Creative names for Nextcloud prevents auto-detection

Quix0r · August 13, 2023, 2:02pm

For some software I need to identify used/installed software on servers. Many people left nextcloud alone and didn’t touch there anything. But I have there 360 other cases where they have changed it.

My question here is: How I safely detect Nextcloud as nextcloud and not some other fancy name? Please take a look at this as an example: https://cloud.teamtammo.com

It is to your eye Nextcloud, for sure YOU can see it. But how can a software detect this as nextcloud?

Edit: There is a /.well-known/x-nodeinfo2 for “auto-detection” of software. Maybe by default always fill it out properly? Older ways are fetching /.well-known/nodeinfo first and then taking the href element your software supports (by protocol version).

Edit2: Possible solution candidate: Add <meta property="og:platform" content="nextcloud" /> to the HTML code.

bb77 · August 13, 2023, 3:25pm

Maybe this is of any help… https://cloud.teamtammo.com/status.php

Quix0r · August 13, 2023, 3:48pm

Yes, that response does contain nextcloud. The thing here is, it isn’t auto-detectable and it doesn’t have the same structure as nodeinfo JSON responses have. So I have to add /status.php as possible path + also productname as a possible key too look for. At first glance it looks good, but at second it means the software has to send out yet another request to the server (already done many before, like /nodeinfo/2.1.json, /nodeinfo/2.1 and same with older versions). At lot of these requests can be saved actually by providing /.well-known/nodeinfo or /.well-known/x-nodeinfo2 at least and properly formatted JSON response.

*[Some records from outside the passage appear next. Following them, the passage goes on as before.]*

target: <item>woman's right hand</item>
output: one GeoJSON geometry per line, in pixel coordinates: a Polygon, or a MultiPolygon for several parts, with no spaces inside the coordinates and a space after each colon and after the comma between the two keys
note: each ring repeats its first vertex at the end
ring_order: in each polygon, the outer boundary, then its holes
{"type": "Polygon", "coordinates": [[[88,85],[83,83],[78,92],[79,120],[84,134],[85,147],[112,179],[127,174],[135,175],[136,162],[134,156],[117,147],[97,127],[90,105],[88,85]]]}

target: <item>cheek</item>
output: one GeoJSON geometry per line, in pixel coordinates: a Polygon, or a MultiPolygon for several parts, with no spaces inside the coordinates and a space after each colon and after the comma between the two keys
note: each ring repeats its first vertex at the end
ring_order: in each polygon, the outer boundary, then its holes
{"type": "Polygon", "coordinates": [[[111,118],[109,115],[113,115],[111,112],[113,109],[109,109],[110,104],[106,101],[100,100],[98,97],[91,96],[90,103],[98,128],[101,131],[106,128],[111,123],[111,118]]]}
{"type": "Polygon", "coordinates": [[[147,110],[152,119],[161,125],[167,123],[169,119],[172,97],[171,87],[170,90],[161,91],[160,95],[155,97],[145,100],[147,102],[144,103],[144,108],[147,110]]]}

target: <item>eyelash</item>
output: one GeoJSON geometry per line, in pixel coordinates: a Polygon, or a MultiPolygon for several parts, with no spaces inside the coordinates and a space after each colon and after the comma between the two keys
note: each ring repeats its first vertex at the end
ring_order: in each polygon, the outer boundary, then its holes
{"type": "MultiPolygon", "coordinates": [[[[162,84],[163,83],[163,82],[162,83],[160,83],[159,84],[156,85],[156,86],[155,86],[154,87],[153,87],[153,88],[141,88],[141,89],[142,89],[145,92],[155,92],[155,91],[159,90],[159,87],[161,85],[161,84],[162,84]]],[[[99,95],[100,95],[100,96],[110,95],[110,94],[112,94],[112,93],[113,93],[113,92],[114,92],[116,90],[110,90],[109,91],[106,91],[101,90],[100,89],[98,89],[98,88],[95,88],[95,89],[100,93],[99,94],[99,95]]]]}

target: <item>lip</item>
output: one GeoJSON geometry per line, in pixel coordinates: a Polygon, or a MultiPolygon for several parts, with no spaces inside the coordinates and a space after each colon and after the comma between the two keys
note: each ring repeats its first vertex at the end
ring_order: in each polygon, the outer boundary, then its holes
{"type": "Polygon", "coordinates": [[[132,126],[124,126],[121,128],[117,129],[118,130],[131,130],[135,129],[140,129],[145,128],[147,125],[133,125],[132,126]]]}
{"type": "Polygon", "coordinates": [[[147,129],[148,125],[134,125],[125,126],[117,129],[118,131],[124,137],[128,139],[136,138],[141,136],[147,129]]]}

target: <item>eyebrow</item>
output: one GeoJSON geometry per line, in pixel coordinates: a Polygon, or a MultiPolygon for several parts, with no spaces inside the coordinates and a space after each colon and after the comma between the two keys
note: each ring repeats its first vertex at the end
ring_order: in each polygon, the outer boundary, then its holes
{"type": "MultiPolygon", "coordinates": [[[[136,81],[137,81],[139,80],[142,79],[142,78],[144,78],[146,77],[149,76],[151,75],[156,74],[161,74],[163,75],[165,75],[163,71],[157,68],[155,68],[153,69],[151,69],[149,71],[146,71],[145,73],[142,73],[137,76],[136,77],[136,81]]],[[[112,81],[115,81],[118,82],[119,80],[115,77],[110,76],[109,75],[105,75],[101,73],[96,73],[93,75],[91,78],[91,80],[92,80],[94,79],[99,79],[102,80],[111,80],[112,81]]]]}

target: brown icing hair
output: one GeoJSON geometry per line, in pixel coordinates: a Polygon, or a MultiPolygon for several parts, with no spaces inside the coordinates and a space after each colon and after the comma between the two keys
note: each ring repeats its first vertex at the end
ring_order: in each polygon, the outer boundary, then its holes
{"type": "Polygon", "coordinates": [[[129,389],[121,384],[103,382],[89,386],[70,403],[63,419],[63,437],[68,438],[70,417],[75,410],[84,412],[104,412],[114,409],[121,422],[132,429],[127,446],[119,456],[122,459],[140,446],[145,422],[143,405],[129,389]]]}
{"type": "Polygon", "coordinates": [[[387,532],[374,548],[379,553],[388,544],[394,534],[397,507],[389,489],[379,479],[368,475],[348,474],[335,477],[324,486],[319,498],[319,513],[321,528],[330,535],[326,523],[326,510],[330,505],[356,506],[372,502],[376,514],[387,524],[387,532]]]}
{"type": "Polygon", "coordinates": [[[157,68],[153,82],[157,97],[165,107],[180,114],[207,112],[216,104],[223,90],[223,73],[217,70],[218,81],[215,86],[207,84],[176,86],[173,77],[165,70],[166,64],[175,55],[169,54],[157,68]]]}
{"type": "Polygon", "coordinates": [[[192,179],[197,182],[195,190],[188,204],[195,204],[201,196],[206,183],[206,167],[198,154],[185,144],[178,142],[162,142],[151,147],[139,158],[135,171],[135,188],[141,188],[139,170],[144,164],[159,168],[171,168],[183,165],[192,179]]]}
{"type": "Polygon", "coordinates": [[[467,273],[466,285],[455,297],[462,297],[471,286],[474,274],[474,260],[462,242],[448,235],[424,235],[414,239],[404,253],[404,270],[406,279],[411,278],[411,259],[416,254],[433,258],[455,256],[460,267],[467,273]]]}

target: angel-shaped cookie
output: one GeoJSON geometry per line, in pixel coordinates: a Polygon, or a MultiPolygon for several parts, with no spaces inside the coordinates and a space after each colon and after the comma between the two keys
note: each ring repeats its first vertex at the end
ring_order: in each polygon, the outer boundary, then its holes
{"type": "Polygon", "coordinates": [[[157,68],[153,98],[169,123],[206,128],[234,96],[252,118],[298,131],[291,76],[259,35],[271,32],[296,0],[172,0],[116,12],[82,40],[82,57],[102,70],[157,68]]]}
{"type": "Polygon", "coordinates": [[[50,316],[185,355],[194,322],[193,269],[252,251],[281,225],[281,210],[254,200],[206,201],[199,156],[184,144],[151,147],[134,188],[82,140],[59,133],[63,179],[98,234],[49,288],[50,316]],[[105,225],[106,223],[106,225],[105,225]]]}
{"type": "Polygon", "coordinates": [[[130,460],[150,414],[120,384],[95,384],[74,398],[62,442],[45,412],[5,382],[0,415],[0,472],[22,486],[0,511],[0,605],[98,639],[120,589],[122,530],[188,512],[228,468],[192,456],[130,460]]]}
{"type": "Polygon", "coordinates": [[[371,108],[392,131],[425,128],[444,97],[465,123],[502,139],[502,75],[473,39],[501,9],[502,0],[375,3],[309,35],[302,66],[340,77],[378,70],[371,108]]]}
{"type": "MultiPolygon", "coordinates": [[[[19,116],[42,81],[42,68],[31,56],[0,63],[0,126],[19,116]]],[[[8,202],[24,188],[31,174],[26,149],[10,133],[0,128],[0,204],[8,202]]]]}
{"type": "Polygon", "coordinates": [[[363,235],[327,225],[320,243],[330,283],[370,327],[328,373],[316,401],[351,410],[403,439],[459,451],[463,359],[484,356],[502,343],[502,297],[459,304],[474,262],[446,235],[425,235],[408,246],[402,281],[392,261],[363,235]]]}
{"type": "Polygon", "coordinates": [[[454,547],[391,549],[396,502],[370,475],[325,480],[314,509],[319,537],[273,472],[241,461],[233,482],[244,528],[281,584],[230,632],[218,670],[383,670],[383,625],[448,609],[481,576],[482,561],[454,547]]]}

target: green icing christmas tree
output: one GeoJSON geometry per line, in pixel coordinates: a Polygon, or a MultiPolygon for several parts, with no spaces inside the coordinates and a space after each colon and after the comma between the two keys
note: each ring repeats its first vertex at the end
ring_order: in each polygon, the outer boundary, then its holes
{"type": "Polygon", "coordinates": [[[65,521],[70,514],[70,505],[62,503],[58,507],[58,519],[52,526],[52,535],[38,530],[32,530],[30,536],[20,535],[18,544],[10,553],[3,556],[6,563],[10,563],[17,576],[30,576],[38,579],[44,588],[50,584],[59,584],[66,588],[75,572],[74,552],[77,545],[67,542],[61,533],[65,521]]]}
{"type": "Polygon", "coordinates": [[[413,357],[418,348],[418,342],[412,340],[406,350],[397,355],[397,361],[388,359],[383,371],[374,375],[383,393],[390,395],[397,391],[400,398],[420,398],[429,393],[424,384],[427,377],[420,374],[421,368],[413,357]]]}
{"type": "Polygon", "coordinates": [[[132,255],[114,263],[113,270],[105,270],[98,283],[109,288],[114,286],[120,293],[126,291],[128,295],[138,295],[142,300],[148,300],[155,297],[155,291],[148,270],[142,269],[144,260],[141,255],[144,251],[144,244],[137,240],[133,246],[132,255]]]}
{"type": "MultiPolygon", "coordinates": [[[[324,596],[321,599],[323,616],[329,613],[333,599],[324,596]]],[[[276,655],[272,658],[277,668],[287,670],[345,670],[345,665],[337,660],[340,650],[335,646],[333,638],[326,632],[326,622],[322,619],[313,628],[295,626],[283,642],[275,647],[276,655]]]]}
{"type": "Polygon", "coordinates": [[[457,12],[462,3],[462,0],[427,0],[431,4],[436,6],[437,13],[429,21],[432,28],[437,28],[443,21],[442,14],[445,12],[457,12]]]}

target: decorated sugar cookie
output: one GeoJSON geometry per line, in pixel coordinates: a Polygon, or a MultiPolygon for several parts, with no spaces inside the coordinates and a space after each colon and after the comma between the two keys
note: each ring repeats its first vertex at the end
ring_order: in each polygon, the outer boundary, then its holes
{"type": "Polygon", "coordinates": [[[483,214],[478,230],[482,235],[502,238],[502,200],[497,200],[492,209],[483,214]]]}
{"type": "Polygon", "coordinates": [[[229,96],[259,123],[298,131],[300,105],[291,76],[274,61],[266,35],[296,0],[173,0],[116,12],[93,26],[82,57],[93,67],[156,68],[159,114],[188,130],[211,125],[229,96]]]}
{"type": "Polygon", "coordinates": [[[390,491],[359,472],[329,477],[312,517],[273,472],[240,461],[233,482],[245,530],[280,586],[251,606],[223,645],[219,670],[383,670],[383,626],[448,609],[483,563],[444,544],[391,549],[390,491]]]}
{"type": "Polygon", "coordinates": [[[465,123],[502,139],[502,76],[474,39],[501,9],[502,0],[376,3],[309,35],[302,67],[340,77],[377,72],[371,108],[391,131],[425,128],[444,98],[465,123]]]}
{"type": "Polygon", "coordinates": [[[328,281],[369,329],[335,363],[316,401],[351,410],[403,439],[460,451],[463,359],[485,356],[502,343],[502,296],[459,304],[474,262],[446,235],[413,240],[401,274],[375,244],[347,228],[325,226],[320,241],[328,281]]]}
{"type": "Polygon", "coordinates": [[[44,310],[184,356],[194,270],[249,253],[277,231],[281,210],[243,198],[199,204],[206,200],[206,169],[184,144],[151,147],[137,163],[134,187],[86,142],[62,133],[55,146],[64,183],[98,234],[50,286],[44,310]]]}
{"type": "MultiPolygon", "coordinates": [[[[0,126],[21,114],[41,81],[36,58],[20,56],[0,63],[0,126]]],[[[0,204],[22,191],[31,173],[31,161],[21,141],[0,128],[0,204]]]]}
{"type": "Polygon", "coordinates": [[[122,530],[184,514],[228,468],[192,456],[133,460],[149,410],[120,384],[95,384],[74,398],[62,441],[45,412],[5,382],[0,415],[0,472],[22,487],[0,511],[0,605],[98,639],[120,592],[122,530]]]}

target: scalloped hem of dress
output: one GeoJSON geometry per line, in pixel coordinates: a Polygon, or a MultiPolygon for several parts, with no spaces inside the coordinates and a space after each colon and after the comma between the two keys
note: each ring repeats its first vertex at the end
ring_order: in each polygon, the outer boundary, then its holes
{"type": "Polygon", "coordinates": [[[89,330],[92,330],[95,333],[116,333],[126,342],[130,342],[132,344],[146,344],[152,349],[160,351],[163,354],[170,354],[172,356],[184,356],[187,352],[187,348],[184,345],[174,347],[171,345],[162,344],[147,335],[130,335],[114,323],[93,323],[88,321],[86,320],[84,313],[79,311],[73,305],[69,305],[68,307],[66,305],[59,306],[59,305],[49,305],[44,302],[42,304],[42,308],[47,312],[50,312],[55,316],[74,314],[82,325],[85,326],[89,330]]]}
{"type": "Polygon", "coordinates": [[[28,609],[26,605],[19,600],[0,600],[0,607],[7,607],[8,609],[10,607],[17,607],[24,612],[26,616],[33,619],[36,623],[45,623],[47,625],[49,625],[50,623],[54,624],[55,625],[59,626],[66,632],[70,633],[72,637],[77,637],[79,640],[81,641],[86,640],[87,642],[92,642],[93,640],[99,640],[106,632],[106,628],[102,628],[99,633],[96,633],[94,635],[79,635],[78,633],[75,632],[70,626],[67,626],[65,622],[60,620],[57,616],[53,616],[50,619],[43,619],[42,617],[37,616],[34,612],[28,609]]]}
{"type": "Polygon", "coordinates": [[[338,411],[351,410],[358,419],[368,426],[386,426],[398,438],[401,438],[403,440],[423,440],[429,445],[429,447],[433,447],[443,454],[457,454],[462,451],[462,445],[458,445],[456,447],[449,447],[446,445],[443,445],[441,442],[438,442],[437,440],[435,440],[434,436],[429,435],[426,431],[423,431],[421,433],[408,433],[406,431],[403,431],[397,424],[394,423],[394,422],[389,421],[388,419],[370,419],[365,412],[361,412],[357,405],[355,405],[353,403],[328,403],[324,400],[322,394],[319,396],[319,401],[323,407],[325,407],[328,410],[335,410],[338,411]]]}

Quix0r · August 13, 2023, 3:51pm

Please take a look here: https://f.haeder.net/.well-known/nodeinfo

This is a very typical reply. When you follow both rel (only description of the JSON) and href (the actual reply) you can see very common responses. These only cost 2 requests or even only one to /.well-known/x-nodeinfo2. That is my point here, to keep sent requests low.

bb77 · August 13, 2023, 4:16pm

I’m not an expert on the topic. However, as far as I understand it (I could be wrong though), the nodeinfo is about providing metadata about protocols a server is running in order for software to know how interact with it, and not nececessarly to provide information about specific software products running on that server.

Sounds almost like someone is trying to fly under the radar…

Quix0r · August 13, 2023, 4:19pm

I just try to be nice to administrators.

Please take a look here:
https://f.haeder.net/nodeinfo/1.0

You can see there the JSON element software and then name (my software ignores version). That gives away enough info to know what software is running there.

bb77 · August 13, 2023, 4:37pm

As I said, I’m not an expert, but afaik nodeifo is only provided if an app is running on the server that uses something like Activity Pub, e.g when the Nextcloud Social app is installed. This would look as follows:

Version	"2.0"
software	
name	"Nextcloud Social"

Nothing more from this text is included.